Se davvero si vuole risolvere un problema la strada da seguire è una sola, chiara, semplice: analizzare a fondo la situazione, individuare le cause, rimuoverle.

Il problema del Mezzogiorno italiano appare però segnato, fin dal 1861, dall'evidente mancanza di volontà di risolverlo (la strada non va mai oltre la prima fase, quella dell'analisi della situazione).

Ne è conferma il modo col quale lo si è sempre affrontato: da un lato un dibattito infinito sulle cause, alla continua ricerca della causa prima (c'è sempre una causa che precede le altre) e troppo spesso caratterizzato da una sterile contrapposizione di ideologie (vittimismo contro colpevolismo), dall'altro l'assenza di indicazioni di misure concretamente praticabili (quasi sempre le soluzioni presentate hanno la consistenza dei sogni).

In questa discussione infinita gl'interessi di alcuni gruppi, mossi da motivi concreti (penso, per esempio, a chi, nel Mezzogiorno, amministra la spesa pubblica) si mescolano, in maniera inestricabile, con i ragionamenti di tanti intellettuali che, al contrario dei primi, non s'interessano minimamente dei fatti concreti e si limitano a parlare di idee.

Ci sarebbe bisogno di una riforma morale, dicono, accanto ad una economica.

Già, ma chi dovrebbe farle queste riforme?

Dov'è la classe dirigente (politica, imprenditoriale, industriale) che dovrebbe indicare la strada da percorrere?

E poi, a chi dovrebbe indicarla?

A chi è convinto di vivere nel migliore dei mondi possibili (per cui non si capisce proprio cosa dovrebbe spingerlo a cambiare)?

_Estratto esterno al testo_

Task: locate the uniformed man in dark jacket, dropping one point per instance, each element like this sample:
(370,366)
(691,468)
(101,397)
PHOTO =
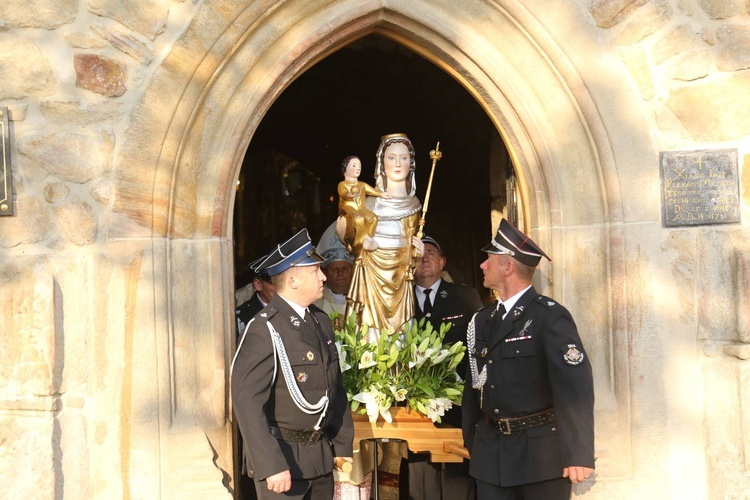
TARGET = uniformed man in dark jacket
(264,290)
(440,301)
(288,397)
(528,405)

O a chi vive abbracciato ad un passato mitizzato (che nella maggior parte dei casi conosce solo per sentito dire), nell'illusione di esserne erede?

O a chi individua sempre all'esterno, fuori da sé, la causa dei suoi mali? (senza chiedersi, per esempio, con riferimento alla Sicilia, da chi sia stata amministrata la Regione Siciliana nei suoi quasi settant'anni di vita).

Sicuramente sono tanti i cittadini meridionali che soffrono per come sono amministrate le regioni nelle quali vivono, ma altrettanto sicuramente sono tanti anche quelli che, proprio grazie a come quelle regioni sono amministrate, godono di privilegi che non sarebbero possibili con un'amministrazione efficiente, equa, giusta (in Sicilia si calcola in 120.000 il numero delle persone che, direttamente e indirettamente, campano grazie a quella distributrice di danaro pubblico che è la Regione Siciliana).

Credo proprio, conoscendo la storia di questo Paese, e avendolo girato a lungo (dalla Valle d'Aosta a Lampedusa, dal Colle di Cadibona al Carso) che manchino le condizioni per pensare, credibilmente, ad un futuro del Mezzogiorno diverso da quello al quale inevitabilmente è destinato (condannato) dal suo passato.